LinkedList is able to add and remove elements, and more importantly, get an element from a specific index.
That's rather unfortunate that you have done that, because giving a linked-list the ability to access items by index is generally regarded as a design blunder.
It turns any innocent loop using such functionality into a Schlemiel the Painter's algorithm.
LinkedItem and LinkedList also also subclassed by DictionaryItem and Dictionary, respectively. DictionaryItem provides an additional "name" field, and when Dictionary attempts to add a DictionaryItem to the list, it'll check the name field against items currently in the list to make sure it's unique (checking duplicates can be turned off, though).
Generally this is a further mistake. using a linked-list for dictionary-based lookup causes every lookup to be O(n), which get slow very quickly as the number of items increases. It again leads to more occurrences of Schlemiel the Painter's algorithm.
There is a very good reason that the standard library does not do any of this. It totally kills performance for any half decent usage of the container. For containers where key-based lookups are required, you want such an operation to be at most O(sqrt n), and ideally O(1). Typically O(log n) is chosen.

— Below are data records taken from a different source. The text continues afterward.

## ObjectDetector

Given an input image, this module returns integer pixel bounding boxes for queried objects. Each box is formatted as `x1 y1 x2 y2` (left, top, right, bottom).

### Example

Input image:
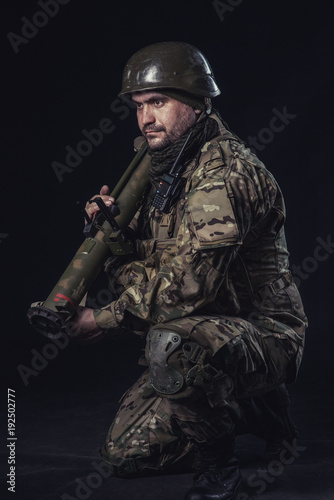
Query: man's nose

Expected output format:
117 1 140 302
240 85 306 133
141 105 155 125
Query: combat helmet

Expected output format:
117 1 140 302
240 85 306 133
119 42 220 108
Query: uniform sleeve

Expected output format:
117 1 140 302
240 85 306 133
94 139 276 328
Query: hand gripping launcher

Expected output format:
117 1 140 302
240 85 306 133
28 143 150 339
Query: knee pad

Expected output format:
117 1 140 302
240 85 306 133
146 329 217 399
146 330 184 395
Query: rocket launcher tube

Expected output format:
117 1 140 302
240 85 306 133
27 143 150 338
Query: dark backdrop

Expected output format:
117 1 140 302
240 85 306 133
0 0 334 496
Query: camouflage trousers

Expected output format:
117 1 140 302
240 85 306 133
101 316 302 477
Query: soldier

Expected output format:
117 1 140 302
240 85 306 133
72 42 307 500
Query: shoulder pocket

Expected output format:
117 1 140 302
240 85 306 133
188 177 242 249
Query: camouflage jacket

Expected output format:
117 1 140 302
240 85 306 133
94 116 307 343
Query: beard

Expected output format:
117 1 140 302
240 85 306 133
142 116 194 151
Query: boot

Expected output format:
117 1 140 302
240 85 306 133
184 441 241 500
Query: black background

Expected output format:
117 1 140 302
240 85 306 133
0 0 334 498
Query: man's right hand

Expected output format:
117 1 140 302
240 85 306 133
86 184 115 222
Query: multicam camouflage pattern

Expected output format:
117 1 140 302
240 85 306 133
95 114 307 475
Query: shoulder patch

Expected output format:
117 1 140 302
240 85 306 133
188 178 242 249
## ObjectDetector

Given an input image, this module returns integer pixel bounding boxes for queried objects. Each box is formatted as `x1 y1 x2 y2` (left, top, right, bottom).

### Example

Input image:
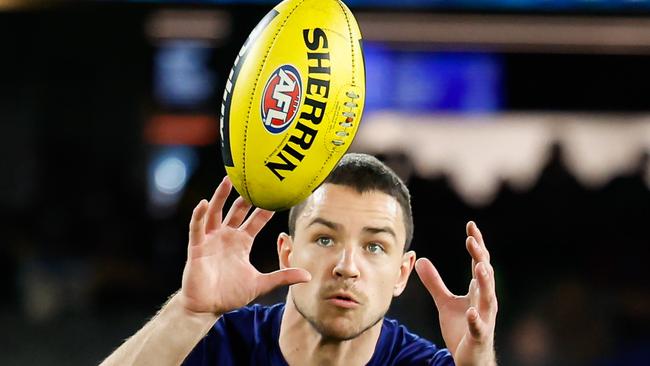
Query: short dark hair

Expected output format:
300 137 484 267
289 153 413 251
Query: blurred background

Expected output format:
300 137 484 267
0 0 650 366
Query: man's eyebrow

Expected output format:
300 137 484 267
307 217 341 230
363 226 397 239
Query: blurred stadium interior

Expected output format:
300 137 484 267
0 0 650 366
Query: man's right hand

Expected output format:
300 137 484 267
181 177 311 316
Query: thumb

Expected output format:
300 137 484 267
415 258 454 308
256 268 311 297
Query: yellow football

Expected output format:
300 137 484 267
220 0 365 211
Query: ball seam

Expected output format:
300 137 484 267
284 0 356 206
242 0 305 202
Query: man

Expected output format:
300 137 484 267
104 154 497 366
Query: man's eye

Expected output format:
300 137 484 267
316 236 332 247
366 243 384 254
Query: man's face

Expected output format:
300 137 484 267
280 184 415 340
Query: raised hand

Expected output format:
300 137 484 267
415 221 498 366
181 177 311 315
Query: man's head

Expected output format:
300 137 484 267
278 154 415 340
289 153 413 251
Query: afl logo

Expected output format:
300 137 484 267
261 65 302 134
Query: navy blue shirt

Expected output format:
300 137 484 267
183 304 454 366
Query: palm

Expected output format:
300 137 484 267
416 223 498 365
181 179 309 314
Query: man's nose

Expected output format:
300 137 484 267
332 248 359 279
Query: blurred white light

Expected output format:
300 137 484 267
154 157 187 195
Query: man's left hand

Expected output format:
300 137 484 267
415 221 498 366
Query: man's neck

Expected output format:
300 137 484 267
279 294 383 366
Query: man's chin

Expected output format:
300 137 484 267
307 317 366 342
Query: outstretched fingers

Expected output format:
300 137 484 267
465 307 490 341
205 175 232 232
415 258 454 309
190 200 208 246
241 208 274 238
223 196 252 228
476 262 498 319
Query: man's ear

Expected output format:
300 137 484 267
393 250 415 297
278 233 293 269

As much as you have a personal attachment to these features that you believe are useful, or even needed, you do need to accept that your implementation will be vastly inferior to the standard C++ library. Your best bet is to spend more time understanding the standard library containers, and come to a better appreciation of just how brilliant they really are.
Would templates work for this situation?
Templates are the solution to making a container generic.